Praising Children in a Healthy and Balanced Way
Praise, in the right amount, can benefit our children. It’s up to us to make sure we avoid praising our children excessively and that, instead, we praise them in a healthy and balanced way.
Praising children for good behavior is important and beneficial for their overall development. Children need to know when they do something well, in the same way that they need to know when they do something wrong.
This allows them to learn to develop in their environment. However, is it right to praise children constantly?
Many parents make the mistake of praising everything their children do. This type of excessive praise, far from benefiting children, can actually end up being harmful.
How? Very simple: it stops them from appreciating what is real and from developing a healthy, critical attitude.
In other words, the validation that they receive on the surface, although it sounds nice, doesn’t motivate children to do better but instead it encourages them to stagnate.
Excessive praise can cause children to think they’re already perfect and that they’ll always have their parents to praise and support them. Clearly, this will affect the development of their personality.
Is praising our children negative?
You shouldn’t ignore the good things that your children do, nor should you be too strict with your praise. It’s not a matter of limiting praise, but rather it’s about giving it at the correct time.
In fact, telling children when they’ve done a good job, smiling at them when they’ve done something well and applauding their efforts will help them to grow healthily.
You have to act in moderation and try not to praise everything your child does without a specific reason. We have to be very careful what actions we praise and when. If we praise everything they do, we aren’t helping them.
A child that becomes accustomed to constantly receiving praise from the people around them, won’t have a clear perception of reality.
The study carried out by the University of Stanford
A study carried out by the University of Stanford, by a group of experts led by Doctor Carol Dweck, drew up some important results on the topic. The study was based on a social experiment that consisted of giving puzzles to 11-year-olds to solve.
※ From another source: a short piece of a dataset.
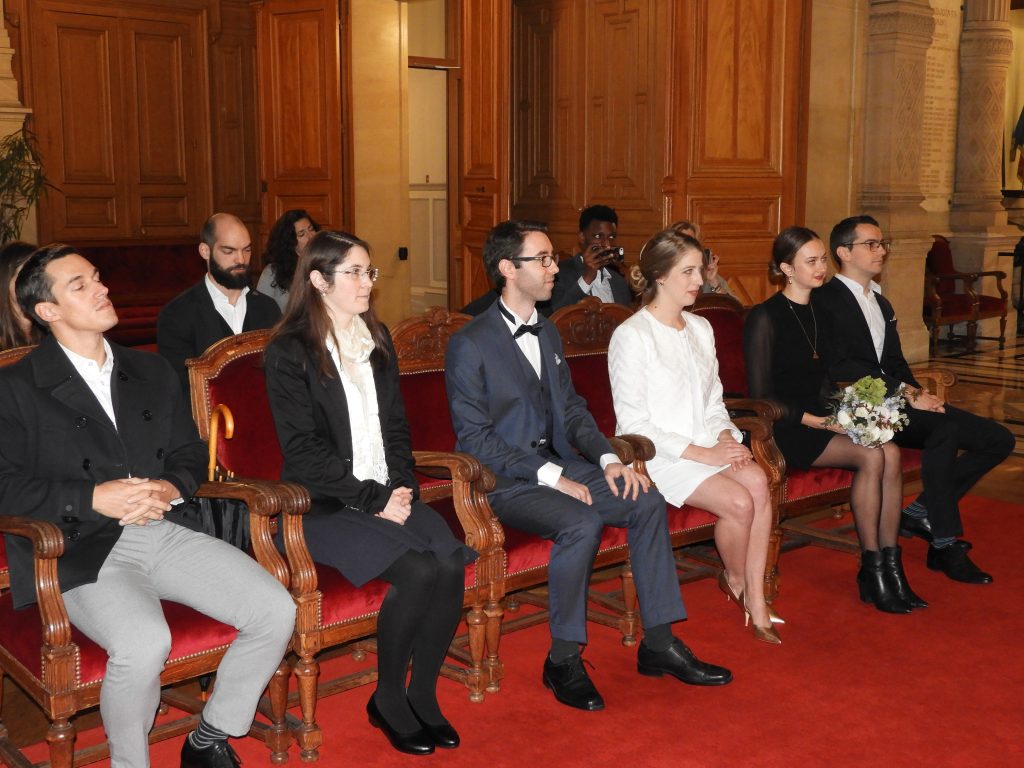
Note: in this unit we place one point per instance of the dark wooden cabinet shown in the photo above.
(121, 107)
After solving them, each child received the grade and alongside that, a 6-word piece of praise. Later the children were split into groups; Group A, who received praise for their intelligence, and Group B, who were praised for their efforts to complete the puzzle.
Later on, the children were asked how difficult they would like the next task to be. They were given the choice of easy or difficult. And the results from each group were very interesting.
Results and conclusions
In Group A, 2 out of 3 children chose the easy option. However, in Group B, 9 out of 10 children chose the difficult option. The first group of children didn’t want to risk losing the merit of being intelligent, while the second group wanted to see how far their efforts could take them.
In the third part of the experiment, both groups were given very difficult puzzles, so difficult that none of the children completed it.
However, the children in Group B kept on trying to solve the puzzle for much longer, enjoying the activity without losing confidence in their abilities. The complete opposite was true for the children in Group A.
In the final part of the experiment, other puzzles were given to both groups, the same level as those in the first part of the study. The children from Group A were 20% less successful than they had been previously, while the children from Group B improved by 30%.
This experiment was carried out 3 times with different groups of children, and each time it produced very similar results. Therefore, Doctor Carol Dweck concluded that excessive praise can damage a child’s motivation, and in turn, their performance.
There are other studies based on the impact of excessive praise on children. And although some experts believe that it’s beneficial to praise children often, others argue that praise needs to be given in moderation to avoid encouraging unhealthy attitudes in future adults.